An Atmospheric Pressure Chemical Ionization Mass Spectrometry (APCI-MS) approach for in-situ monitoring of reactions in ionic liquid media

Imidazolium-based ionic liquids (Im-ILs) have gained attention in modern chemistry owing to their unique physicochemical properties, such as low volatility, non-flammability, and air/ water stability. Their exceptional tunability as solvents and catalysts makes them valuable tools in promoting a variety of reactions, particularly within sustainable and green synthesis, where they are increasingly replacing traditional volatile organic solvents (VOCs). [1] Despite these advantages, their inherently ionic composition poses challenges when applying electrospray ionization mass spectrometry to monitor reaction progress in such media. Specifically, the strong ionic signals from the IL's cations, anions, and their aggregates in the gas phase can overshadow or suppress the signals of neutral organic compounds, preventing the detection of reaction reactants, products, and intermediates. [2] In this study, we have introduced a mass spectrometric method based on atmospheric pressure chemical ionization (APCI-MS) designed ad-hoc to overcome this obstacle and reduce the background interference from ILs.

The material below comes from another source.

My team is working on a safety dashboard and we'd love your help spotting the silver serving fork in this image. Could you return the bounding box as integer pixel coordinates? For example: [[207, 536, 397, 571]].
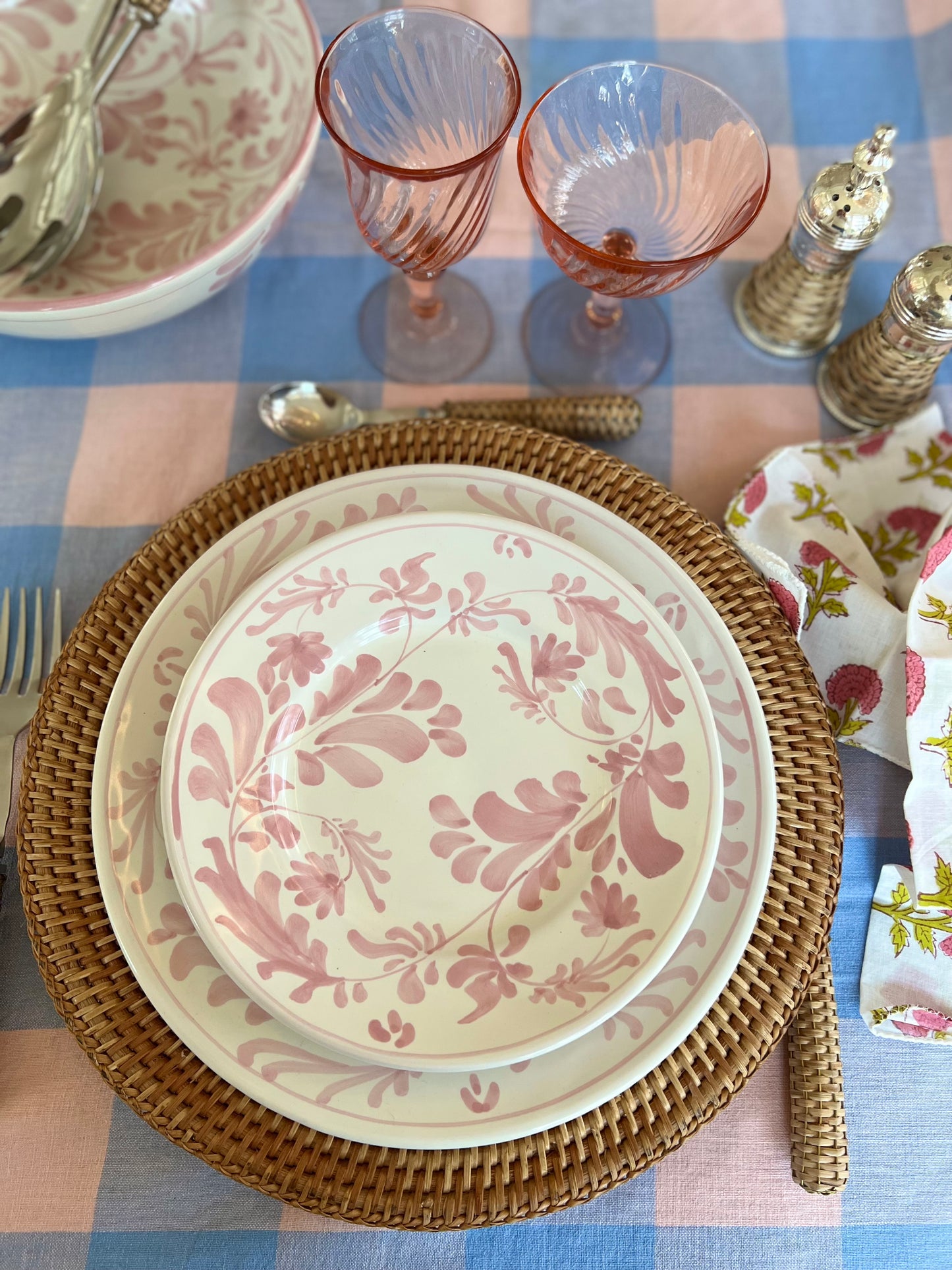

We also explored the potential of this technique for the in-situ quantification of the reaction products by constructing calibration curves for three different model systems, namely the Knoevenagel condensation, benzoin addition, and oxidative esterification. When applied in the real reaction environment, a good correlation between the yields determined by APCI-MS and those obtained from NMR analysis was achieved. Accordingly, this approach can prevent quenching the reactions when they are still in progress and optimise the reaction time before extracting the products. References 1. Z. Lei, B. Chen, Y.-M. Koo, D. R. MacFarlane; Chemical Reviews, 117 (2017), pp 6633-6635. 2. L. L. Khemchyan, E. A. Khokhlova, M. M. Seitkalieva, V. P. Ananikov; ChemistryOpen, 2 (2013), pp 208-214.